4. The apparatus according to claim 3, further comprising a collecting lens with a high numerical aperture, wherein the collecting lens is between the measuring cuvette and the light-sensitive sensor.

5. The apparatus of claim 4, wherein the collecting lens includes a first collecting lens and a second collecting lens, and the light-sensitive sensor includes a first sensor and a second sensor, wherein the optical axes of the first and second collecting lenses are offset 90 degrees to one another, and wherein the first collecting lens is between the measuring cuvette and the first sensor and the second collecting lens between the measuring cuvette and the second sensor.

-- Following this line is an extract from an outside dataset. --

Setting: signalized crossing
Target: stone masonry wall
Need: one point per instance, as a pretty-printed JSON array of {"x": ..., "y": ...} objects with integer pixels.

6. The apparatus of claim 1, wherein the measuring cuvette has a diagonal surface that is oriented at an angle deviating from 90 degrees relative to each of the two laser light beams.

7. The apparatus according claim 6, wherein the diagonal surface is oriented at an angle of 45° to each of the two laser light beams.

8. The apparatus according to claim 6, wherein the collecting lens has a front surface that is oriented parallel to the diagonal surface of the measuring cuvette.

9. The apparatus according to claim 4, wherein the first collecting lens and the second collecting lens are adapted to capture the forward diffused light and/or the negative absorption light and are in the direct path of the two laser beams between the measuring cuvette and the light-sensitive sensor.

10. The apparatus according to claim 1, further comprising a laser blocking filter that is adapted to block the light of the laser excitation beams, the laser blocking filter being placed between the measuring cuvette and the light-sensitive sensor.

11. The apparatus according to claim 1, further comprising a device for sorting particles that is placed downstream from the measuring cuvette.